The three P paradigm was theorized by John Elkington in 1994 and was taken up and subsequently implemented on the basis of the three dimensions of corporate sustainability as defined in analytical terms.
The first dimension is environmental (Planet); the second, social (People); the third is economic-financial (Profit).
Companies must be able to set up production chains and use materials to produce products and services whilst respecting the environment at every stage.
The reduction of carbon dioxide emissions in the air is only the first step and must be integrated with the logic of recycling and reusing materials, capable of extending the life of a product and also changing its end use. Finally, it is necessary to set up an eco-sustainable logistic system, which respects the environmental balance and allows the transport or transfer of goods with zero impact.

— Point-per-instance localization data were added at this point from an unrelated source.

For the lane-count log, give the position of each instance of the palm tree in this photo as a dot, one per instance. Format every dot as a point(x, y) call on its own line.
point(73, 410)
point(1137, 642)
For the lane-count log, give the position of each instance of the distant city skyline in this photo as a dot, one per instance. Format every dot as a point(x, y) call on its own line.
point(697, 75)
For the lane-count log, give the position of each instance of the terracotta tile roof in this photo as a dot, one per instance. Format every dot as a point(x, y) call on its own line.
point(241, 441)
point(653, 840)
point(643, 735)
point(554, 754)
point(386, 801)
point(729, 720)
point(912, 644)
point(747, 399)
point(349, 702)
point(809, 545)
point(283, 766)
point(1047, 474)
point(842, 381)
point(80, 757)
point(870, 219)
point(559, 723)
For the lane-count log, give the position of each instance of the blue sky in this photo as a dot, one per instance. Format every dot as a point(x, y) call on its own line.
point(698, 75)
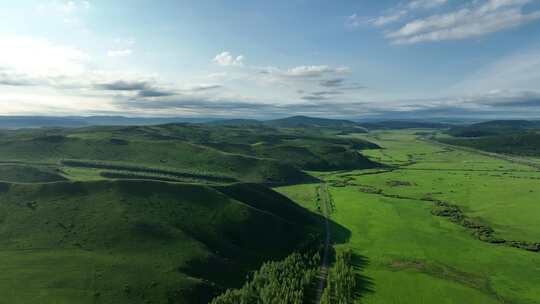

Corporate sustainability, an essential added value for environmentally-aware consumers of the new millennium, can be “demonstrated” through environmental certifications that will have the effect of valorizing products and services, as well as enhancing the company’s Brand Reputation.
Environmental sustainability is complementary to social sustainability, intended as a timely response to the company’s actions within the local community and its related protection. The care of local communities is an essential obligation that sustainable businesses cannot shirk.
Finally, the people themselves. In relation to sustainability, by people we mean respect for the rights of all workers included in the process of production and distribution of goods and services.
Corporate sustainability is also characterized by financial equilibrium. Businesses that are unable to produce profits cannot be called sustainable. These business realities are destined to disappear from the market, considering that economic-financial equilibrium is essential for setting medium and long-term goals. Of course, profits will have to be reinvested in business activities, over time, to allow companies to be competitive on the reference market.